I’d also stress the importance of overcoming horrible divisions, especially racial divisions, which, as bad as they are today, were worse in the period that the CIO developed. They involved much more direct violence, violence between white and black workers in the shop. And yet they were able to overcome that, not to create a racial utopia, but to draw on the fact that they could make people recognize, “You know what? We are going to have nothing but nightmares unless we get together to fight together.” And even people who say, “Well, I don’t really like that other kind of people,” recognized that they had to get together and work together. So I think that’s another big lesson.

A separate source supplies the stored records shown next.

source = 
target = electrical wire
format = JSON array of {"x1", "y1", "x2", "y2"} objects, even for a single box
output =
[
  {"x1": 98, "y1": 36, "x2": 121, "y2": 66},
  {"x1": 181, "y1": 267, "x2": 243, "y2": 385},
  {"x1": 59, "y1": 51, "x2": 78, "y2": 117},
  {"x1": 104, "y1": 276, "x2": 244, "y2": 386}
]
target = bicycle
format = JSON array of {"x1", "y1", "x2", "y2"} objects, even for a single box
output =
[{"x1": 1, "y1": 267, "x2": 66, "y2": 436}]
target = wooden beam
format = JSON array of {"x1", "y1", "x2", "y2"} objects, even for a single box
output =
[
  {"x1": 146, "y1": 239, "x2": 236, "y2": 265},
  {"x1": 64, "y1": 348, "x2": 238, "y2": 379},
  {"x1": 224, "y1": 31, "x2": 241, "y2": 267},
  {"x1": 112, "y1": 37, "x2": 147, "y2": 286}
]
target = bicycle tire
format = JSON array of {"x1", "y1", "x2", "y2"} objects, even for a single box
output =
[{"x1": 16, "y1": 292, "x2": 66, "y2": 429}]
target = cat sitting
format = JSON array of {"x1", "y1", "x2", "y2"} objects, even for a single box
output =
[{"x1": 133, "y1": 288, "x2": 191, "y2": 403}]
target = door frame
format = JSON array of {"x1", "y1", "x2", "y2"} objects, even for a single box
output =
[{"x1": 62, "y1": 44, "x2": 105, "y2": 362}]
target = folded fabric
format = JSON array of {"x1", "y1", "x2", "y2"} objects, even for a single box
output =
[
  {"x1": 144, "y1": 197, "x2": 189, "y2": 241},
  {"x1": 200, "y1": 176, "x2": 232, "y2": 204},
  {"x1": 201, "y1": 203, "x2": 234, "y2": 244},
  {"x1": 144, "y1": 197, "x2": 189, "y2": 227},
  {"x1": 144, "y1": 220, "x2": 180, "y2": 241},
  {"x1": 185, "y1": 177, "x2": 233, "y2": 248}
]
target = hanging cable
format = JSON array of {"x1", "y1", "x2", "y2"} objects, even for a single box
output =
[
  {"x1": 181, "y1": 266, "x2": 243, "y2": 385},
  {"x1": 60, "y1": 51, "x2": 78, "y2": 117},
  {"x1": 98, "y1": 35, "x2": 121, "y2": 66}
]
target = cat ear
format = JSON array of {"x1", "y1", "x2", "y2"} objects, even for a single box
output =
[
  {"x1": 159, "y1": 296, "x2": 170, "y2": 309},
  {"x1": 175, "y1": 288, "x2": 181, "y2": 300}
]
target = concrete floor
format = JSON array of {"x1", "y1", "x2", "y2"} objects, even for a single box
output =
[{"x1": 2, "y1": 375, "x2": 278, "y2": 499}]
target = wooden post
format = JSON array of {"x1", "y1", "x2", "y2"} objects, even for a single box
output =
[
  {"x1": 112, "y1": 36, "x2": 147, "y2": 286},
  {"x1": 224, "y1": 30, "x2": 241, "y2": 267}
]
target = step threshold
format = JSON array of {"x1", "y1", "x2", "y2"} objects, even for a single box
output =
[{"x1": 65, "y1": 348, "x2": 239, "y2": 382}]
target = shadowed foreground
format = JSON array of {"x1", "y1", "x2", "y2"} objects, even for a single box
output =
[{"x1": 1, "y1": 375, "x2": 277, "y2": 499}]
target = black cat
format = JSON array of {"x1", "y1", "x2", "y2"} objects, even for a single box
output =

I think another lesson has to do with a longer-term outcome of the CIO and the mass industrial union struggles, which is that some of the key things that people were struggling for and that they wanted, they didn’t get. And they didn’t even find their unions fighting for them. I’m thinking specifically about control of the speed of the line. There’s a twofold lesson here. One is the negative lesson that the people who are leading organizations you are part of may not have the same interests that you do. And that’s just a fact that you have to recognize. Just as you have to organize against the bosses, there are times when you have to organize against the leaders of your own organizations. It doesn’t mean you have to overthrow them. Sometimes you do, but other times you just need to create a force to say, “Hey, you know what? We’d be better if we went along with the people that you’re supposed to be representing.” That would be a victory in many cases.

But the compliment to that is that people who face the same conditions and face the same employer have to take considerable responsibility and considerable control for their own well-being. And the union, if they’re part of a union, can be an important part of that. But they also need to be an independent force that’s able to speak up to the union when it’s not adequately representing them and fulfilling their needs.